Arap harfleri elif-i sâkine hariç yirmi sekiz harf olduğu malumdur. Elif-i sakine hariç yirmi sekiz harften yarısı hurf-u makattaat olarak kullanılan harflerdir. Diğer yarısını da yirmi dokuz surenin başına tevzi edilen huruf-u mukattaat olarak kullanılmamışlardır.

Hurf-u mukattaat olarak kullanılan harfler ON DÖRT harftir:

Elif, Ha (noktasız), Ra, Sîn, Sad, Tı, Ayn, Kâf, Kef, Lâm, Mim, Nun, He, Yâ harfleri olmak üzere ON DÖRT harftir ki Huruf-u hecaiyye (elif-i sâkine hariç) yirmi sekiz olarak harflerin yarısıdır.

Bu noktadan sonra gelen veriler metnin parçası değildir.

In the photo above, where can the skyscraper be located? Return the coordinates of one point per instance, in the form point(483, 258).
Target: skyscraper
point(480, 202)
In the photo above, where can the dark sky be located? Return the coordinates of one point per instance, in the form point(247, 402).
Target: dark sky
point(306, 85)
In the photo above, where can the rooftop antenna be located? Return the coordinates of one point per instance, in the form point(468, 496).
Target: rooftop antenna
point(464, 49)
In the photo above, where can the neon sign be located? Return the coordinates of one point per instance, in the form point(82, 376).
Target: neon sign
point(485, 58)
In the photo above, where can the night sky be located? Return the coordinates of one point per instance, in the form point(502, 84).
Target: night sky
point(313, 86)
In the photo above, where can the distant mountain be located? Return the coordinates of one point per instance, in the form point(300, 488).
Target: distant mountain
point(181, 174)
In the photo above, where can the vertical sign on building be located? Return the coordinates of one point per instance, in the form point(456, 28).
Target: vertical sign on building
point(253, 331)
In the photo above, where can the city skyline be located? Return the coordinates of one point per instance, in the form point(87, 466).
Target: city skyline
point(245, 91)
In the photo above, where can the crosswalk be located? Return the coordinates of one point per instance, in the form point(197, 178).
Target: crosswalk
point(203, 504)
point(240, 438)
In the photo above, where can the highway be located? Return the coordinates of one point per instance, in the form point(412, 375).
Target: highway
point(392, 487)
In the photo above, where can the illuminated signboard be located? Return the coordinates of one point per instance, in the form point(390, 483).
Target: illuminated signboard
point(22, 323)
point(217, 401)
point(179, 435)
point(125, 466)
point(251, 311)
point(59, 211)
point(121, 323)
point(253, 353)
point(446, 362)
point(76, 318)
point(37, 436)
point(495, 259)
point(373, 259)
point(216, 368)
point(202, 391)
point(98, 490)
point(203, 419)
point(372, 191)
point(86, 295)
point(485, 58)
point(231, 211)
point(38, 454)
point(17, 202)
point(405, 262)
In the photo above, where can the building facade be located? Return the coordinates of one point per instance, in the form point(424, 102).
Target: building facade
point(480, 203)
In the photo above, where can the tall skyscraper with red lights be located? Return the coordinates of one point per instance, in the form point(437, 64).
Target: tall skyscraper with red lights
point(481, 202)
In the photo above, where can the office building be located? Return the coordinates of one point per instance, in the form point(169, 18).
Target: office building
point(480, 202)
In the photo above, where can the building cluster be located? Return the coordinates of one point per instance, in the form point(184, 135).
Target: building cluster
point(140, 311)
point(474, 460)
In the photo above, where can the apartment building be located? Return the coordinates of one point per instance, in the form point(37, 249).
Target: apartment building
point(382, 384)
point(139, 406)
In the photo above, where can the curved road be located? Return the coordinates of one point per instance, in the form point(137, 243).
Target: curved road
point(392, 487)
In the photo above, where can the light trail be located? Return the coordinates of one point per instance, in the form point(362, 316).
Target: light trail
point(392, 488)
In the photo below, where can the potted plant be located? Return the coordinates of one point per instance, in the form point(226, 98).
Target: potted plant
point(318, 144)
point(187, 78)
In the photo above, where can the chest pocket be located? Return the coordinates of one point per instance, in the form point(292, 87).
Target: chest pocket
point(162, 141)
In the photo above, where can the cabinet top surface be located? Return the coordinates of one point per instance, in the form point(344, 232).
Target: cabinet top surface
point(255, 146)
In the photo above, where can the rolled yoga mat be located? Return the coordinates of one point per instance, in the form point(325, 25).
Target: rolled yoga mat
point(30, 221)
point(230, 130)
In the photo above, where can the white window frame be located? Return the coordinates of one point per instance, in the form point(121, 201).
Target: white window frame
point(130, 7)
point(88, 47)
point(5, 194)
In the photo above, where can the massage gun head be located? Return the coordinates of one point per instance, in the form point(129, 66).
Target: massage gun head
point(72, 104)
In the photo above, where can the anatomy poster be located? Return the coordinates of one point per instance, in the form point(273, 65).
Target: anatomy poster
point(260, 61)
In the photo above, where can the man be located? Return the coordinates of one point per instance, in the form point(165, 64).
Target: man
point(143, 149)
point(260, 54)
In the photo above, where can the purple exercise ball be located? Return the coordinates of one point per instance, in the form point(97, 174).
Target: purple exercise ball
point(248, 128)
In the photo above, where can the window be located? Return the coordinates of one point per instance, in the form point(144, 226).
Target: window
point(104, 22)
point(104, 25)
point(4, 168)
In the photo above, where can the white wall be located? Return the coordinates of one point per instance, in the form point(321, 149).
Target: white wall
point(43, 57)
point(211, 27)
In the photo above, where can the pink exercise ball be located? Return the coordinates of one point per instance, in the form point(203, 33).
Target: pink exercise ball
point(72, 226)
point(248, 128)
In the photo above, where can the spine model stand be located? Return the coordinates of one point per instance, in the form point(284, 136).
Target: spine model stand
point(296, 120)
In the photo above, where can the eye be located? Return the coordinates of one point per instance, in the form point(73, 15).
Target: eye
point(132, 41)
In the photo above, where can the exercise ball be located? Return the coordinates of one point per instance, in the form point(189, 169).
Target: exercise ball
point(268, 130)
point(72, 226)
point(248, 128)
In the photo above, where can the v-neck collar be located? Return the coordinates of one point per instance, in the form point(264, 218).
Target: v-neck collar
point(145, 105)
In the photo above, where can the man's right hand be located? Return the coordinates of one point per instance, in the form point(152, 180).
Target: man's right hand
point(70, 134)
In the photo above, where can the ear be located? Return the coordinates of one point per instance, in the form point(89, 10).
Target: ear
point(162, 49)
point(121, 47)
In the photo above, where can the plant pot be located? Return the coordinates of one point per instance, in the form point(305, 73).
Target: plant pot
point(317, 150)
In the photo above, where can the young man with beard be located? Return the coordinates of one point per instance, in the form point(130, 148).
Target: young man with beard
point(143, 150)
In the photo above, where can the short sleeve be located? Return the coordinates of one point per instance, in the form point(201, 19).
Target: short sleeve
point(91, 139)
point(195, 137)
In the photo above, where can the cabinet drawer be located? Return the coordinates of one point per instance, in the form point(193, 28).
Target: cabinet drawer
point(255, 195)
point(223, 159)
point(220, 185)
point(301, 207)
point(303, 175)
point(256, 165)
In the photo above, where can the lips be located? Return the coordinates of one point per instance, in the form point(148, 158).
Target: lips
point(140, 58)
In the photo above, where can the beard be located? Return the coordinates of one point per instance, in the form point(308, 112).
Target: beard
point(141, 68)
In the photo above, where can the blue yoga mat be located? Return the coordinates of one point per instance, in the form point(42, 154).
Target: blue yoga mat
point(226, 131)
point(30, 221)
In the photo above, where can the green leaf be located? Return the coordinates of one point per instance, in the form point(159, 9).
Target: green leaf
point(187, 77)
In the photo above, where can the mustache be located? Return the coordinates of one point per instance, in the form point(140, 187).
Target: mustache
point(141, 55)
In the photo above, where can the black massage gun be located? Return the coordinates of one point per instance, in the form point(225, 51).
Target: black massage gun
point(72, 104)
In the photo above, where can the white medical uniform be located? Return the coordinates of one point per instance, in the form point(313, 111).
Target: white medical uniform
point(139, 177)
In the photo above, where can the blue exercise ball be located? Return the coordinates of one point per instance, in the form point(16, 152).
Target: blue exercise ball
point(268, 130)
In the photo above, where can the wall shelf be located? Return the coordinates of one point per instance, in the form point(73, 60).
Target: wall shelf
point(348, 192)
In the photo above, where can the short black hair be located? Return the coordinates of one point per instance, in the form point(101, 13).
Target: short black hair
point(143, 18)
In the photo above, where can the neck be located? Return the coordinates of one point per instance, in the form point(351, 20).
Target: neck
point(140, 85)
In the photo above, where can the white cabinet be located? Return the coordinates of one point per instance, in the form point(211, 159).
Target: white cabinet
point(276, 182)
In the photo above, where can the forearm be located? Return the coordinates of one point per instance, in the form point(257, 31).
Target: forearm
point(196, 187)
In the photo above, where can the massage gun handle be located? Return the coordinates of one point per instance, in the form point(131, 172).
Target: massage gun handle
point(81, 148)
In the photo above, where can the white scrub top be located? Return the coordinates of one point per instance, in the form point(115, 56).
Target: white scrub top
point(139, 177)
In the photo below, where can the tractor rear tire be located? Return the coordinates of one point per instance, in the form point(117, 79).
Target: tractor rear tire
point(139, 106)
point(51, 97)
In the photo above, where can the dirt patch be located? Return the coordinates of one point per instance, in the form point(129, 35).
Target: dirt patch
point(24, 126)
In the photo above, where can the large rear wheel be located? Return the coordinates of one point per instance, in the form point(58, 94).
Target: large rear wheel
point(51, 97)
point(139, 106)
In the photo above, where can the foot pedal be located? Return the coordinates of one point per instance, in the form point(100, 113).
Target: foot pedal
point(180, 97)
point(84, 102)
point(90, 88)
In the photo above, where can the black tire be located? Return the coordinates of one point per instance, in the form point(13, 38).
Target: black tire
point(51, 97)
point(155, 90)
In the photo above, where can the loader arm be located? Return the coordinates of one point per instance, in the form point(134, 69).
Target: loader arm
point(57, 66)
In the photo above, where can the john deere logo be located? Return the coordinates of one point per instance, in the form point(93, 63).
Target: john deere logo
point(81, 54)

Bu alınan, kullanılan harfler de harfler içinde genelde en çok kullanılan harflerdir.

Huruf-u mukattaat olarak kullanılmadığı terk edilenlere gelince; ON DÖRT harftir: Be, te, se (peltek se), cim, hı (noktalı), dal, zel, ze, şın, dat, zı, gayn, fe, vav.

Bildiğiniz sıfat-ı arızalarda geçen ihfanın veya izhar’ın harfleri olduğu gibi, sıfat-ı lâzımelerden olan, mehmuse, mechure, şedide, rahve, müsta’liye, münhafıza, müntebika, münfetiha, kalkale, zellakanın da harfleri vardır.

Eğer harflerin sayısı çift ise kullanılan harflerden, diğer yarısı kullanılmayan harflerden meydana gelmiştir.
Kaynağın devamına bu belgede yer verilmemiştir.